Mycorrhiza (fungus roots) is a distinct morphological structure which develops as a result of mutualistic symbiosis between some specific root – inhabitating fungai and plant roots. Plants which suffer from nutrient scarcity, especially P and N, develop mycorrhiza i.e. the plants belong to all groups e.g. herbs, shrubs, trees, aquatic, xerophytes, epiphytes, hydrophytes or terrestrial ones. In most of the cases plant seedling fails to grow if the soil does not contain inoculum of mycorrhizal fungi.
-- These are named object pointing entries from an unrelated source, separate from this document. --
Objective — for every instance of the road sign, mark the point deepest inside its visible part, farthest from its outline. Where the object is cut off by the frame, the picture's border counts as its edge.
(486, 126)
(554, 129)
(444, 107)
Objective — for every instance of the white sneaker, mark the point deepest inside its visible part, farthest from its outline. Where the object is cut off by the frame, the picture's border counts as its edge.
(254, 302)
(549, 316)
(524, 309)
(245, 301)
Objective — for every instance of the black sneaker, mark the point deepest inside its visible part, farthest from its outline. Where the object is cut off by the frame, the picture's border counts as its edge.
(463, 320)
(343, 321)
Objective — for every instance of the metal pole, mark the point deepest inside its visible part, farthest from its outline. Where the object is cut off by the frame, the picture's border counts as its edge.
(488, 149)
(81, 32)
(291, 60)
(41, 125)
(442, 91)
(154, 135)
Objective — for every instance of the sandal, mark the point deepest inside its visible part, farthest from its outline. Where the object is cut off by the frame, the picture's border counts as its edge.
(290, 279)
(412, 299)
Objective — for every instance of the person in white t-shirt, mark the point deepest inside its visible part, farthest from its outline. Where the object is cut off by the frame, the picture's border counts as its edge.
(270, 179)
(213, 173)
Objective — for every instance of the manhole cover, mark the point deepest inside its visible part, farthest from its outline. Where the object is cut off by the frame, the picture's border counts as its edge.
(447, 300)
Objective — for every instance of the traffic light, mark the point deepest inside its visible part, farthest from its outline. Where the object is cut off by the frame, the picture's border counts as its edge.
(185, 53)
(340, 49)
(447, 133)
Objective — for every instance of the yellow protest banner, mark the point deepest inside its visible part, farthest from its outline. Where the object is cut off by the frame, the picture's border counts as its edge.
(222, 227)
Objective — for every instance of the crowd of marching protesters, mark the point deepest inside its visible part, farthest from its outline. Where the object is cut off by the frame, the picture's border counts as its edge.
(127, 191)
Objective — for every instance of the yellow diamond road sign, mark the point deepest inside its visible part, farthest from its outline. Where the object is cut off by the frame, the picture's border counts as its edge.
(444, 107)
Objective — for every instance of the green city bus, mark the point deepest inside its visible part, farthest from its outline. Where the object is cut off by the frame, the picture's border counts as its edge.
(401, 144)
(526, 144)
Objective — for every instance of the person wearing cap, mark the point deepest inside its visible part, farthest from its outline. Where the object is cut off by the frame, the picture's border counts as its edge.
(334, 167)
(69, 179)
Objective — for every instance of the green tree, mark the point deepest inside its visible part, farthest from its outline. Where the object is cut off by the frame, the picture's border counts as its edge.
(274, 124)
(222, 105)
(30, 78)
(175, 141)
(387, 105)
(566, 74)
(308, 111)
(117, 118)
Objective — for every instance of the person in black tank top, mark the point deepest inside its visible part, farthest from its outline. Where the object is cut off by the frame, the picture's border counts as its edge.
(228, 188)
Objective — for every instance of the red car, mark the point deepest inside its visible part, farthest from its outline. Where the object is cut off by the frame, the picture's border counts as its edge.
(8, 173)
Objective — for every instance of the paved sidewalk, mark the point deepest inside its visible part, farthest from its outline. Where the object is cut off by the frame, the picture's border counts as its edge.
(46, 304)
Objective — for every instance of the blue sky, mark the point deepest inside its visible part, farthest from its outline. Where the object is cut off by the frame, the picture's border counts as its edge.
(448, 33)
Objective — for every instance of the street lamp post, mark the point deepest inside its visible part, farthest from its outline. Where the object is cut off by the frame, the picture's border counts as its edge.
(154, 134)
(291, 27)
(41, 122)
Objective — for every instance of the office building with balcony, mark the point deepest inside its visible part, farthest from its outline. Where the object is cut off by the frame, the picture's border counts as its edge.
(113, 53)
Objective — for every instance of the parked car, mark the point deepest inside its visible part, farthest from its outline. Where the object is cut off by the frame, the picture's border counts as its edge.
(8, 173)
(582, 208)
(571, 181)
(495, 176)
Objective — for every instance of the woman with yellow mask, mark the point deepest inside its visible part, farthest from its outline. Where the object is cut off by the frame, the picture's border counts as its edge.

In recent years, use of artificially produced inoculum of mycorrhizal fungi has increased its significance due to its multifarious role in plant growth and yield, and resistance against climatic and edaphic stresses, pathogens and pests.
Mechanism of symbiosis:
The mechanism of symbiosis is not fully understood. Bjorkman (1949) postulated the carbohydrate theory and explained the development of mycorrhizas in soils deficient in available P and N, and high light intensity. Slankis (1961) found that at high light intensity, surplus carbohydrates are formed which are exuded from roots. This in turn induces the mycorrhizal fungi of soil to infect the roots. At low light intensity, carbohydrates are not produced in surplus, therefore, plant roots fail to develop mycorrhizas.
Types of Mycorrhizas:
By earlier mycologists the mycorrhizas were divided into the following three groups:
i) Ectomycorrhiza: It is found among the gymnosperms and angiosperms. In short roots of higher plants generally root hairs are absent. Therefore, the roots are infected by mycorrhizal fungi which, in turn, replace the root hairs (if present) and form a mantle. The hyphae grow intercellularly and develop Hartig net in cortex. Thus, a bridge is established between the soil and root through the mycelia.
ii) Endomycorrhiza: The morphology if endomycorrhizal roots, after infection and establishment, remain unchanged. Root hairs develop in a normal way. The fungi are present on root surface individually. They also penetrate the cortical cells and get established intracellularly by secreting extracellular enzymes. Endomycorrhizas are found in all groups of plant kingdom.
iii) Ectendomycorrhiza: In the roots of some of the gymnosperms and angiosperms, ectotropic fungal infection occurs. Hyphae are established intracellularly in cortical cells. Thus, symbiotic relation develops similar to the ecto- and endo-mycorrhizas.
Marks (1991) classified the mycorrhizas into seven types on the basis of types of relationships with the host
(i) Vesicular-arbuscular (VA) mycorrhizas (coiled, intracellular hyphae, vesicle and arbuscules present),
(ii) Ectomycorrhizas (sheath and inter-cellular hyphae present),
(iii) Ectendomycorrhizas (sheath optional, inter and intra-cellular hyphae present).
(iv) Arbutoid mycorrhizas (sheath, inter- and intra-cellular hyphae present).
(v) Ericoid mycorrhizas (only coiled intracellular hyphae, long coiled hyphae present)
(vi) Monotropid mycorrhizas (sheath, inter-and intra-cellular hyphae and peg like haustoria present) and
(vii) Orchidaceous mycorrhizas (only coiled intracellular hyphae present).
Type (i) is present in all groups of plant kingdom; Types (ii) and (iii) are found in gymnosperms and angiosperms. Types (iv), (v) and (vi) are restricted to Ericales, Monotropaceae and Ericales respectively. Types (vii) is restricted to Orchidaceous only. Types (iv) and (v) were previously grouped under ericoid mycorrhizas.